What is a robots.txt file? - Sourabh Nagori

Recent Update

Post Top Ad

Post Top Ad

Monday, 4 July 2016

What is a robots.txt file?

What is robots.txt file by theseofeed

  • The robots.txt file is a simple text file placed on your web server which tells webcrawlers like Googlebot if they should access a file or not.
  • Basic robots.txt examples

    Here are some common robots.txt setups (they will be explained in detail below).
    Allow full access     
    User-agent: *
    Disallow:
    Block all access
    User-agent: *
    Disallow: /
    Block one folder
    User-agent: *
    Disallow: /folder/
    Block one file
    User-agent: *
    Disallow: /file.html

    Why should you learn about robots.txt?

    • Improper usage of the robots.txt file can hurt your ranking
    • The robots.txt file controls how search engine spiders see and interact with your webpages
    • This file is mentioned in several of the Google guidelines
    • This file, and the bots they interact with, are fundamental parts of how search engines work
    Tip: To see if your robots.txt is blocking any important files used by Google, use the Google guidelines tool.

    Search engine spiders

    The first thing a search engine spider like Googlebot looks at when it is visiting a page is the robots.txt file.
    Googlebot and robots.txt file
    It does this because it wants to know if it has permission to access that page or file. If the robots.txt file says it can enter, the search engine spider then continues on to the page files.
    If you have instructions for a search engine robot, you must tell it those instructions. The way you do so is the robots.txt file. 

    Priorities for your website

    There are three important things that any webmaster should do when it comes to the robots.txt file.
    • Determine if you have a robots.txt file
    • If you have one, make sure it is not harming your ranking or blocking content you don't want blocked
    • Determine if you need a robots.txt file

    Determining if you have a robots.txt

    You can enter a website below, click go and it will detect if the site has a robots.txt file and display what the file says (it shows results here on this page).
    If you do not want to use the tool above, you can check from any browser. The robots.txt file is always located in the same place on any website, so it is easy to determine if a site has one. Just add "/robots.txt" to the end of a domain name as shown below.
    www.yourwebsite.com/robots.txt
    If you have a file there, it is your robots.txt file. You will either find a file with words in it, find a file with no words in it, or not find a file at all.

    Determine if your robots.txt is blocking important files

    You can use the Google guidelines tool, which will warn you if you are blocking certain page resources that Google needs to understand your pages.
    If you have access and permission you can use the Google search console to test your robots.txt file. Instructions to do so are found here (tool not public - requires login).
    To fully understand if your robots.txt file is not blocking anything you do not want it to block you will need to understand what it is saying. We cover that below.

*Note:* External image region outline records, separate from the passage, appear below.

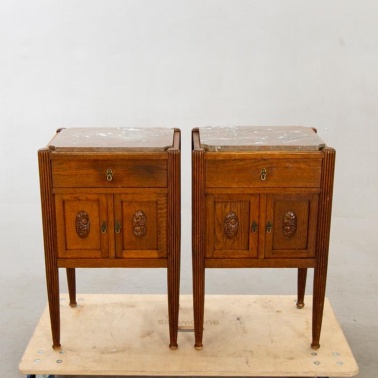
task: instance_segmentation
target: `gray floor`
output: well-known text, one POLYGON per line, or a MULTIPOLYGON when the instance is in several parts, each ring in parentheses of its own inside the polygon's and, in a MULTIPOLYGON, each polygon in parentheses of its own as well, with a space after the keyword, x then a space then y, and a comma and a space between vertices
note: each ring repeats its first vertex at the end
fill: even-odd
MULTIPOLYGON (((18 365, 47 301, 39 206, 1 205, 0 373, 24 376, 18 365), (23 214, 18 218, 14 214, 23 214)), ((359 378, 377 376, 378 263, 374 224, 334 218, 327 296, 360 367, 359 378)), ((191 291, 190 230, 183 232, 181 292, 191 291)), ((65 275, 61 291, 66 292, 65 275)), ((312 271, 307 293, 311 293, 312 271)), ((164 269, 77 269, 77 291, 162 293, 164 269), (143 278, 141 278, 142 277, 143 278)), ((209 294, 295 294, 295 269, 213 269, 206 273, 209 294)))

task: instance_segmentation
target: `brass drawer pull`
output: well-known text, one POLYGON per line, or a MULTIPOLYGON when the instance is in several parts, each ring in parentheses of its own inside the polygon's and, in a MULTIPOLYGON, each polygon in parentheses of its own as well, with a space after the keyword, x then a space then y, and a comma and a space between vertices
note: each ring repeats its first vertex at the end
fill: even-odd
POLYGON ((113 180, 113 171, 111 168, 106 171, 106 180, 111 181, 113 180))

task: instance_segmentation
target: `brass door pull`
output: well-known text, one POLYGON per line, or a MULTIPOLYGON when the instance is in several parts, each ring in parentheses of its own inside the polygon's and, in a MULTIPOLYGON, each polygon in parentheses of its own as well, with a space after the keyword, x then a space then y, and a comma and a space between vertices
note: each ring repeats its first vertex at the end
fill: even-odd
POLYGON ((111 181, 113 180, 113 171, 111 168, 106 171, 106 180, 111 181))

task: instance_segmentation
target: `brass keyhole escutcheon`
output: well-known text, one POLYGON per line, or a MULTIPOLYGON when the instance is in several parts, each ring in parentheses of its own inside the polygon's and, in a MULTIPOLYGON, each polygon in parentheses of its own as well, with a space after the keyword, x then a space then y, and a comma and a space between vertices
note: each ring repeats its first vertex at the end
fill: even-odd
POLYGON ((262 168, 260 171, 260 179, 263 181, 266 178, 266 169, 265 168, 262 168))
POLYGON ((113 171, 111 168, 106 171, 106 180, 111 181, 113 180, 113 171))

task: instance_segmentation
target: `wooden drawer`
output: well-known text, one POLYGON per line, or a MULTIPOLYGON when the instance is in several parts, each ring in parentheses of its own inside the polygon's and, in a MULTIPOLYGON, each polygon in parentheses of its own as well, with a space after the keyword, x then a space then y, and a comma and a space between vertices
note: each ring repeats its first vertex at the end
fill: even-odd
POLYGON ((321 159, 208 159, 206 188, 316 188, 321 159), (266 172, 261 180, 261 169, 266 172))
POLYGON ((164 188, 166 160, 52 160, 54 188, 164 188), (107 173, 111 170, 108 181, 107 173))

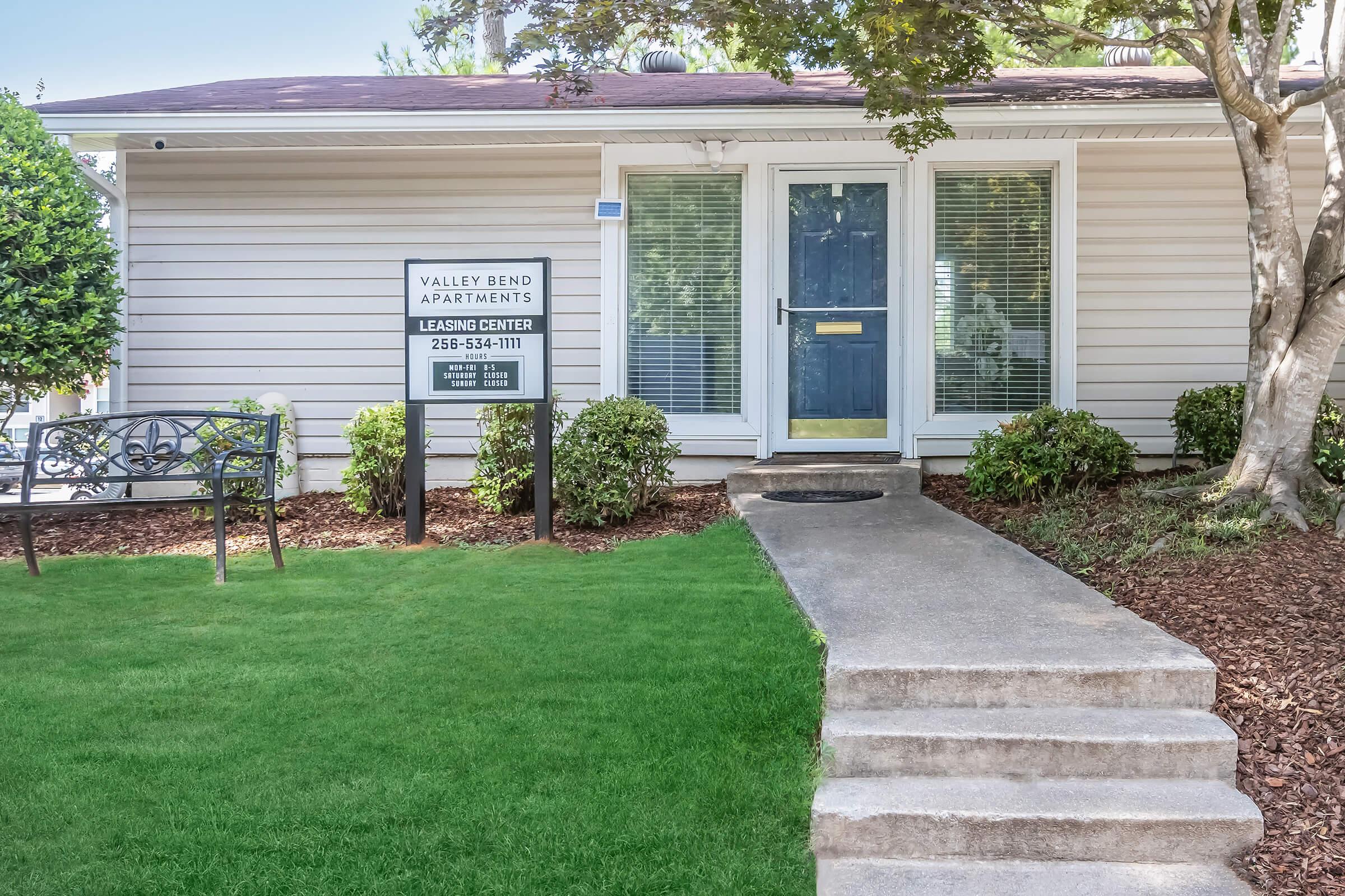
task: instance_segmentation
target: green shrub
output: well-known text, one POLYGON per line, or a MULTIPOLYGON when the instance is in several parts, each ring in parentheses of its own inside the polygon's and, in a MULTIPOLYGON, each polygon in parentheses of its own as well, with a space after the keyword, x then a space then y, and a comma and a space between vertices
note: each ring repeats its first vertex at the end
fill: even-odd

    Do you need a robots.txt file?

    You may not even need to have a robots.txt file on your site. In fact it is often the case you do not need one.
    Reasons you may want to have a robots.txt file:
    • You have content you want blocked from search engines
    • You are using paid links or advertisements that need special instructions for robots
    • You want to fine tune access to your site from reputable robots
    • You are developing a site that is live, but you do not want search engines to index it yet
    • They help you follow some Google guidelines in some certain situations
    • You need some or all of the above, but do not have full access to your webserver and how it is configured
    Each of the above situations can be controlled by other methods, however the robots.txt file is a good central place to take care of them and most webmasters have the ability and access required to create and use a robots.txt file.
    Reasons you may not want to have a robots.txt file:
    • It is simple and error free
    • You do not have any files you want or need to be blocked from search engines
    • You do not find yourself in any of the situations listed in the above reasons to have a robots.txt file
    It is okay to not have a robots.txt file.
    When you do not have a robots.txt file the search engine robots like Googlebot will have full access to your site. This is a normal and simple method that is very common.

    How to make a robots.txt file

    If you can type or copy and paste, you can also make a robots.txt file.
    The file is just a text file, which means that you can use notepad or any other plain text editor to make one. You can also make them in a code editor. You can even "copy and paste" them.
    Instead of thinking "I am making a robots.txt file", just think, "I am writing a note" they are pretty much the same process.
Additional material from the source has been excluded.